The banking giant has been pulling away from the credit card lending space, a departure that a Tuesday (Sept. 10) report by The Wall Street Journal (WSJ) characterized as “messy,” driven by “lax underwriting standards.”
Goldman is facing an approximately $400 million pre-tax hit from the sale of its General Motors credit card business and a smaller, unrelated unit, the report said.
Goldman has been having discussions since the spring with Barclays about moving the GM card to the United Kingdom bank. However, Barclays has not been willing to pay Goldman the price initially expected, largely because of high charge-off rates associated with the program, per the report.

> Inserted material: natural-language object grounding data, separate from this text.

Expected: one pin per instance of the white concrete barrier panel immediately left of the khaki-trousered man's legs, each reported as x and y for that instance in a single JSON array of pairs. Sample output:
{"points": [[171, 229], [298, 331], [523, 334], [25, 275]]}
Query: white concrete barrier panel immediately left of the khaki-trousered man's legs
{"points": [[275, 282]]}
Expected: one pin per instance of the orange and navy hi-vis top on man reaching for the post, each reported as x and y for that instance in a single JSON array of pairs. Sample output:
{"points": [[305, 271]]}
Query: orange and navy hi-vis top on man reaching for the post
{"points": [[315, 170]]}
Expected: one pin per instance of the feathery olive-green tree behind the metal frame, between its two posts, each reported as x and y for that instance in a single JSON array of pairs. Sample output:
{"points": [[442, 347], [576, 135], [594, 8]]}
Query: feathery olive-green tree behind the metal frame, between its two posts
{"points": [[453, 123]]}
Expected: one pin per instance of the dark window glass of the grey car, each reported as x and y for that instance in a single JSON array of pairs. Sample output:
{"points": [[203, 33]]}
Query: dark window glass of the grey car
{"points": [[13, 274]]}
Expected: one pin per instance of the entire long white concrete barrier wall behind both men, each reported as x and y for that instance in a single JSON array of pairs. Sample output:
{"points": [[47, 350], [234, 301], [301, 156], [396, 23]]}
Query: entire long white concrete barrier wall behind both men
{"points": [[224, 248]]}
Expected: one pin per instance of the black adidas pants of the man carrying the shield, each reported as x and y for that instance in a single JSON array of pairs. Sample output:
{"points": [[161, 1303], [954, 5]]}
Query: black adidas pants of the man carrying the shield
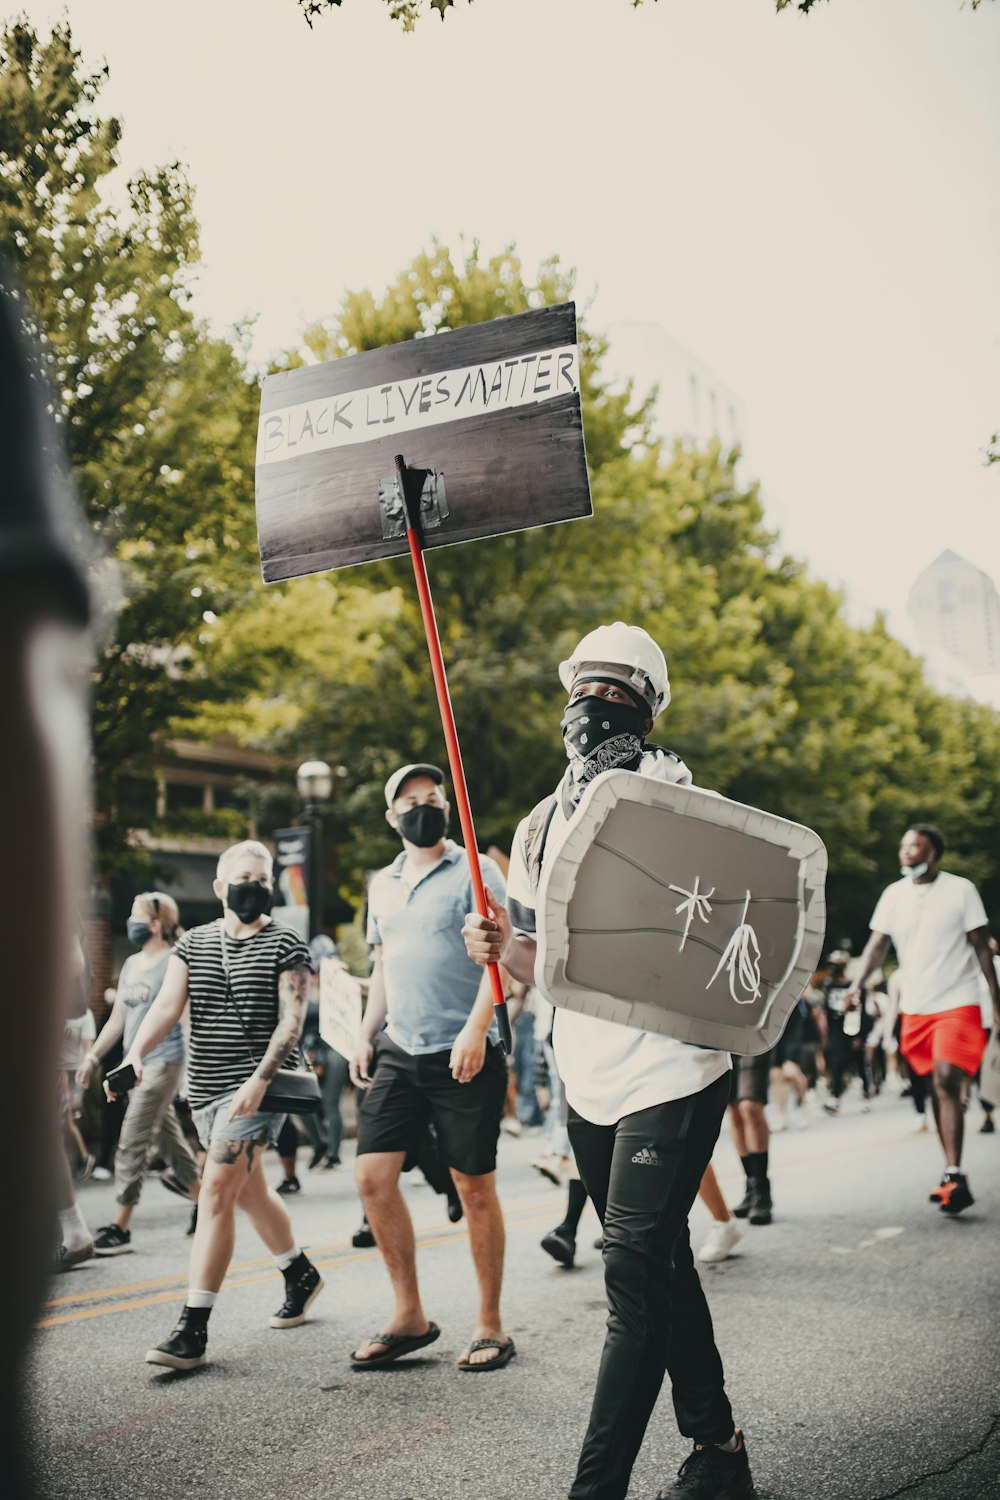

Goldman Sachs is likely to get less than the outstanding balances after having paid a premium to acquire them. The card partnership has about $2 billion in balances, the report said.
A spokesperson for Goldman declined to comment when reached by PYMNTS.
The “problematic” accounts were chiefly originated by Goldman after it took over the program from Capital One and began launching accounts in 2022, according to the report. Average charge-offs on the Goldman-originated accounts, which account for about a third of the GM portfolio, exceed 10%.
The annualized credit card charge-off rate of American commercial banks is 4.5%, the report said, citing Federal Reserve data.
Goldman struggled to expand its GM card base, in part because of the popularity of travel reward cards. It turned to third-party websites like Credit Karma to find new customers, which ended up attracting users with lower credit scores, per the report.
Goldman has a greater challenge ahead in exiting its card partnership with Apple, where balances come to approximately $17 billion, the report said.
As PYMNTS reported last month, Goldman “has been sharpening its focus on investments, banking and other activities more geared to the markets after selling its GreenSky platform and continuing its pivot away from Main Street banking.”
Goldman announced last year that it was selling its GreenSky consumer finance platform and the loans associated with it to a group of buyers led by global investment firm Sixth Street.